You are viewing a plain text version of this content. The canonical link for it is here.
Posted to users@jackrabbit.apache.org by "H. Wilson" <wi...@randdss.com> on 2010/06/04 15:21:59 UTC
jcr:contains with wildcards and underscores
Hello,
I am using Jackrabbit 2.0 with OCM and after searching forums both here
and on Lucene, as well as Google, I have yet to find an answer. (On an
aside, if this question should have gone to the Lucene user's list,
please let me know!).
For starters, you should know our clients would like both case-sensitive
and case-insensitive options available to them. The searches are to be
on a property named fullName, which may contain underscores and always
contains a leading dot. (Also our client's requirement.) And while yes,
we are aware that leading wildcard searches are not the best, the client
still plans to use them. Here is my issue:
* My searches using jcr:like work fine for all the scenarios I list
below.
* My searches with jcr:contains and exact names work fine (even with
underscores!).
* My jcr:contains searches using wildcards and underscores always
fail. I have even tried escaping them.
Given there are two objects in our repository with the following
fullName properties:
.North.South.East.WestLand
.North.South.East.West_Land
Both of the following work fine, and each return the respective object:
(jcr:contains(@fullName, '.North.South.East.WestLand'))
(jcr:contains(@fullName, '.North.South.East.West_Land'))
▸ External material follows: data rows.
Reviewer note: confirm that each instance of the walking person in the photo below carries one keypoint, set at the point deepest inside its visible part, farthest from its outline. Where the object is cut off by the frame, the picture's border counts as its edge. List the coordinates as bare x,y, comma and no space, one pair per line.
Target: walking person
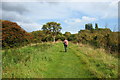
65,44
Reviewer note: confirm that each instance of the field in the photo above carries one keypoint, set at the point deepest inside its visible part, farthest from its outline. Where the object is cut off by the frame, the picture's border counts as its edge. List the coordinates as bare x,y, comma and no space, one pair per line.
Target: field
48,60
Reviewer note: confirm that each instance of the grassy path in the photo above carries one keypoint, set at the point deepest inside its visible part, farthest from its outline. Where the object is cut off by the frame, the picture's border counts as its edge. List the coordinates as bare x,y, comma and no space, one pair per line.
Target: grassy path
66,64
50,61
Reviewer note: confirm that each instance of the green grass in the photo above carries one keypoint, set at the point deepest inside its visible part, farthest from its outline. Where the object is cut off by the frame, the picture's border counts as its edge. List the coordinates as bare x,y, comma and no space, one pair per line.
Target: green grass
49,60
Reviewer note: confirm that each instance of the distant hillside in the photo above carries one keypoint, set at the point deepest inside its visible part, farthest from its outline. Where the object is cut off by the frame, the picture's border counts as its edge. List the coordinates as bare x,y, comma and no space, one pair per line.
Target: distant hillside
12,34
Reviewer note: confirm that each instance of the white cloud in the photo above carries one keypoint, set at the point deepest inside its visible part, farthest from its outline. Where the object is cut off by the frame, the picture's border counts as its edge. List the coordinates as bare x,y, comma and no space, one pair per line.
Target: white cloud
83,20
29,27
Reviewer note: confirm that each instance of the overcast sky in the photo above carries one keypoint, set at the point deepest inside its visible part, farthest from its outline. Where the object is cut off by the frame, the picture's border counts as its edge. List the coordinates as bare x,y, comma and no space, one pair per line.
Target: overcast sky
72,14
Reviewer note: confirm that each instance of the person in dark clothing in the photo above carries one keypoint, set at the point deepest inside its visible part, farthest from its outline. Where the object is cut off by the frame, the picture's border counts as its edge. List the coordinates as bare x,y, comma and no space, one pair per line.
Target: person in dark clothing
65,44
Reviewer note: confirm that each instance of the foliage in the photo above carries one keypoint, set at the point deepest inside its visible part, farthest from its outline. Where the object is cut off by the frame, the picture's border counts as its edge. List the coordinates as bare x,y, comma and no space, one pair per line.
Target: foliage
13,35
52,28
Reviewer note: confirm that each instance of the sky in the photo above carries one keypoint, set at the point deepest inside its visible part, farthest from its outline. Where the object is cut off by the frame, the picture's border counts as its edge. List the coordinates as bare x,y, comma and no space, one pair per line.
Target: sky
71,14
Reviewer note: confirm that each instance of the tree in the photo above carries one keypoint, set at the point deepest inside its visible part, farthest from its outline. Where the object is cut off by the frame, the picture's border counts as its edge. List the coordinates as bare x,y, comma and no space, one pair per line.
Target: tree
52,28
88,26
96,26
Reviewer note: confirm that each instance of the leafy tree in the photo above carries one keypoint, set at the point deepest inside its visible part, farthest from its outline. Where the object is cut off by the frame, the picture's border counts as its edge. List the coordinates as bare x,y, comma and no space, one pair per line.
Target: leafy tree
52,28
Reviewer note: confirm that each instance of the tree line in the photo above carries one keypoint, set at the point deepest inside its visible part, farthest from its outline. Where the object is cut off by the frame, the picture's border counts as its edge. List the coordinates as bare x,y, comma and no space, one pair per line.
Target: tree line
13,36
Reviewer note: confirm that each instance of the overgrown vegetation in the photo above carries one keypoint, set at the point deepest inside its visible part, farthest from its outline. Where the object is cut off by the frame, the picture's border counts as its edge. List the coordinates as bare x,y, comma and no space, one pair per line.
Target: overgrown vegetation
50,61
13,36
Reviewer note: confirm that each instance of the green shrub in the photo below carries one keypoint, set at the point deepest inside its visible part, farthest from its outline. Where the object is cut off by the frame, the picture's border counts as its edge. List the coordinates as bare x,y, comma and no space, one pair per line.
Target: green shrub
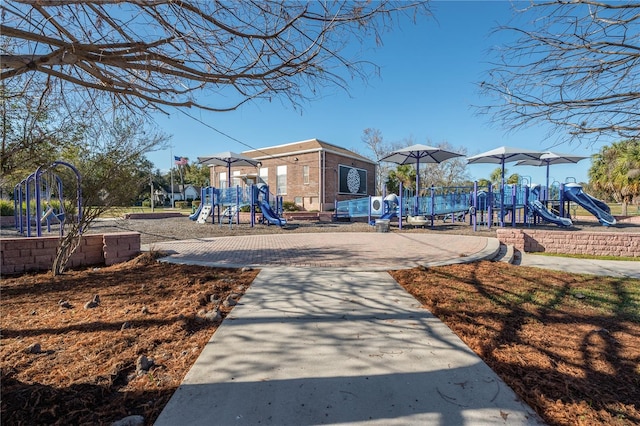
290,206
6,208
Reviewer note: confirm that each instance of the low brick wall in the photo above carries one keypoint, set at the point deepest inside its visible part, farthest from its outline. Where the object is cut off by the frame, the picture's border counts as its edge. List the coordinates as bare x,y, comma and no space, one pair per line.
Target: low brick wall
21,254
567,242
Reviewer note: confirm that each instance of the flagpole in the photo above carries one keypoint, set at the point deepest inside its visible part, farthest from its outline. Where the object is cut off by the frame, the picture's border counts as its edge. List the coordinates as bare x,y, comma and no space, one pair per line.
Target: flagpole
172,196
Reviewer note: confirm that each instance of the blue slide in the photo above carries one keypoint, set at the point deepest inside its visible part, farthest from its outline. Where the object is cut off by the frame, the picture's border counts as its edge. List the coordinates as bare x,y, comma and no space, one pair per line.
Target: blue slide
195,214
543,212
573,192
388,215
546,215
270,215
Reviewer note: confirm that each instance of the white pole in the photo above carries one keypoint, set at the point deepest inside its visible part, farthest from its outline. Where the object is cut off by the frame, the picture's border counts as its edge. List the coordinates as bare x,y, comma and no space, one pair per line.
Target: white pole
171,169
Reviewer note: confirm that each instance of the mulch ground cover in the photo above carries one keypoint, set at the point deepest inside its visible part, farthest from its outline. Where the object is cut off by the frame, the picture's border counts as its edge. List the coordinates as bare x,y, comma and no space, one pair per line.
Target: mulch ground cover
96,345
569,345
69,357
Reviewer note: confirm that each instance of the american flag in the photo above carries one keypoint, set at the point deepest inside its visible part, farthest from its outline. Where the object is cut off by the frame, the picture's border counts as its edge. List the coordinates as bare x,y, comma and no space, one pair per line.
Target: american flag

The following jcr:contains queries return BOTH objects successfully:
*North*
.North*
.North.*
The following queries successfully return the FIRST object:
*.South.East.WestLand
.*.South.East.WestLand
*South*.WestLand
*East.WestLand
*.WestLand
*East?WestLand
*?WestLand
*North.South.East.WestLand
And the following identical jcr:contains queries (except the underscore)
do not return anything, when I would expect the SECOND Object:
*.South.East.West_Land
.*.South.East.West_Land
*South*.West_Land
*East.West_Land
*.West_Land
*East?West_Land
*?West_Land
*North.South.East.West_Land
UPDATE: After I wrote this large message, I just remembered something.
(It should be noted - I have been trying to tackle this off and on for
weeks, please bear with the slight memory loss, but maybe having seen
all this will help others.) I remember reading somewhere that Lucene
treats underscores as token dividers. So when I have Object properties
with underscores, it is splitting it into Tokens and essentially
dropping the underscore completely. Which could explain why exact name
search works. (Is this correct?) The above examples were using the
StandardAnalyzer. I have previously tried using the WhitespaceAnalyzer,
but doing so disables my ability to do leading wildcard searches, which
is absolutely required by our clients. I know there is a way to turn on
the leading wild card searches, but I could not gather how to do it
while using JackRabbit. Any advice on a way to use any Analyzer which
would satisfy our clients would be GREATLY appreciated.
Thanks for your time and patience,
H. Wilson
Re: jcr:contains with wildcards and underscores
Posted by "H. Wilson" <wi...@randdss.com>.
**For anyone who stumbles into this post with the same problem, head
on over here ( http://markmail.org/thread/t5hmrob3jdmz7nqm ) for more
discussion and the solution that ended up working for us.
H. Wilson
On 06/04/2010 09:21 AM, H. Wilson wrote:
> Hello,
>
> I am using Jackrabbit 2.0 with OCM and after searching forums both
> here and on Lucene, as well as Google, I have yet to find an answer.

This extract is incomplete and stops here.